Climbing is easy, until you do it. It is truly amazing to me the way a steep hill looks completely rideable from the comfort of the passenger’s seat of a car, and then you get on two wheels, and the full weight of gravity comes to bear, and you can’t help but feel that it is fundamentally unfair that mankind should seek to pave an incline such as this one beneath you.
When I’m in good shape, there is no better feeling that dashing up some imposing steepness in my big ring. When I’m in bad shape there is no worse feeling than wheezing against the implacable, rising pavement.

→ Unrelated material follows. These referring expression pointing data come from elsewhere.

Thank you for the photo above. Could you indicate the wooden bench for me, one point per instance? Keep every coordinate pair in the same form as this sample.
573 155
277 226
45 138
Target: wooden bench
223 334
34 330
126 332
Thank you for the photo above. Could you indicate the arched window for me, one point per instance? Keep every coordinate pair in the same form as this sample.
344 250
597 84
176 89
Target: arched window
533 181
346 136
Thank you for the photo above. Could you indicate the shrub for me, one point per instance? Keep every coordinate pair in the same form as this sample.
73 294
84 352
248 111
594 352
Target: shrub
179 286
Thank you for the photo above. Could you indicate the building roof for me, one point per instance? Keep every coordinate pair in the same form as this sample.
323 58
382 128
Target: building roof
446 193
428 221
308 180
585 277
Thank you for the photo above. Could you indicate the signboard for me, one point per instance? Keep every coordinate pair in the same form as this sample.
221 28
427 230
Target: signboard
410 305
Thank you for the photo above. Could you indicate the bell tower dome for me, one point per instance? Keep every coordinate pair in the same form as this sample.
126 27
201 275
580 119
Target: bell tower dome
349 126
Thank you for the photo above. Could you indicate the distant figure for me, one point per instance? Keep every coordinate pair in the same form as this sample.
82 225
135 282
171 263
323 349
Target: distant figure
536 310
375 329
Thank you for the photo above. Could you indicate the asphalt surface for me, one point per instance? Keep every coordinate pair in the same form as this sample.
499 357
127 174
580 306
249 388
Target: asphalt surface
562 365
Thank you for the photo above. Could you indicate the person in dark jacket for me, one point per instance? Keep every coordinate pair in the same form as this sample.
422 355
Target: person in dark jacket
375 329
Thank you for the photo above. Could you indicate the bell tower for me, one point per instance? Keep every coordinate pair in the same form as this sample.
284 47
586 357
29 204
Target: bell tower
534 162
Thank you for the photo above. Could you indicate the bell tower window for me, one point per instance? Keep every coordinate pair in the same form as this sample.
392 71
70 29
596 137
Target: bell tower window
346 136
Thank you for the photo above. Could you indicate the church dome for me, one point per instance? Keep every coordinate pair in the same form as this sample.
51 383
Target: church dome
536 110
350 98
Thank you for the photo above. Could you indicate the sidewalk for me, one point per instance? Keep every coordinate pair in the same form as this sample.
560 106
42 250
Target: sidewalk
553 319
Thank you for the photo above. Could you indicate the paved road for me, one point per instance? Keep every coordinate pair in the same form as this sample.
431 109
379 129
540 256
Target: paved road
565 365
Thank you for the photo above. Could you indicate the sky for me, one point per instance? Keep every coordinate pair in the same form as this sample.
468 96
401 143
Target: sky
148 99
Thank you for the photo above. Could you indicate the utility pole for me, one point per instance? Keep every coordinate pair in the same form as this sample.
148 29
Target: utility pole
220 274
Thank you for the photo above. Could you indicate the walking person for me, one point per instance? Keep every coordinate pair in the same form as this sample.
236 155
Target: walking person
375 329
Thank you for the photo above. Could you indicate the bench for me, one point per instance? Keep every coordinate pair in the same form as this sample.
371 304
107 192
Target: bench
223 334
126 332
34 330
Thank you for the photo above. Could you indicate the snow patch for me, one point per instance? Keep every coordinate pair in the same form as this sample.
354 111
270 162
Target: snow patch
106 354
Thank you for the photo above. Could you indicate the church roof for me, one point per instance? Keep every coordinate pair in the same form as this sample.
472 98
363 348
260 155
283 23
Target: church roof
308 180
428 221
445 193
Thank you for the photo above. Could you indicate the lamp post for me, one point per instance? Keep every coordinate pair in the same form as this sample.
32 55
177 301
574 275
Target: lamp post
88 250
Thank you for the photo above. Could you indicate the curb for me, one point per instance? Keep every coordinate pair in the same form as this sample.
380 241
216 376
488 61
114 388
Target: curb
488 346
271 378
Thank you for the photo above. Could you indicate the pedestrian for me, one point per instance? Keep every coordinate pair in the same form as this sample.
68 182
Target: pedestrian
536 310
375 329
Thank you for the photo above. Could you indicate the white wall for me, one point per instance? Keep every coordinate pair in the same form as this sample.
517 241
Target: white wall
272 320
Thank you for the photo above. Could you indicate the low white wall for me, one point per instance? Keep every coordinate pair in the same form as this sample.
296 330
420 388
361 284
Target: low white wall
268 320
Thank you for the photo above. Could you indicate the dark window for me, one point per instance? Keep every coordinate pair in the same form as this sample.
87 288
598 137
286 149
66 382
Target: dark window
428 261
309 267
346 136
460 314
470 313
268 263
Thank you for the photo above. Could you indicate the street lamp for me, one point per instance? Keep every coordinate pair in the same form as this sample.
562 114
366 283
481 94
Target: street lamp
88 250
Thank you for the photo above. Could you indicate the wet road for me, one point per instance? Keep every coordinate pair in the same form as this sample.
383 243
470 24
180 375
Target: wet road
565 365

As to the merits of the known and unknown (the subject of this week’s Group Ride), a definitive answer is elusive. Much depends on form. More depends on your individual proclivities. Familiarity, as the saying goes, often breeds contempt, but so few of us are comfortable with change, and vanquishing a new climb demands a pathological willingness to accept change, change of heart rate, change of strategy, change of ego.
Mark encapsulated one side of the equation very succinctly: “The two most frustrating feelings in a ride/race are to have given it your all on a climb thinking you were at the top when it’s only a false flat, and to get to the top knowing you still had more to give and would be in better position had you done so.” Apparently Mark prefers the familiar.
Eric made a good, simple case for the other side: “New climbs are an adventure. Sometimes you get it right and sometimes you don’t but its not about perfection. I can get it all wrong and still enjoy it.”
Whichever you prefer, climbs give some of the hardest challenges our sport offers. It is by sprinting that we come to know speed. It is by climbing that we come to know ourselves.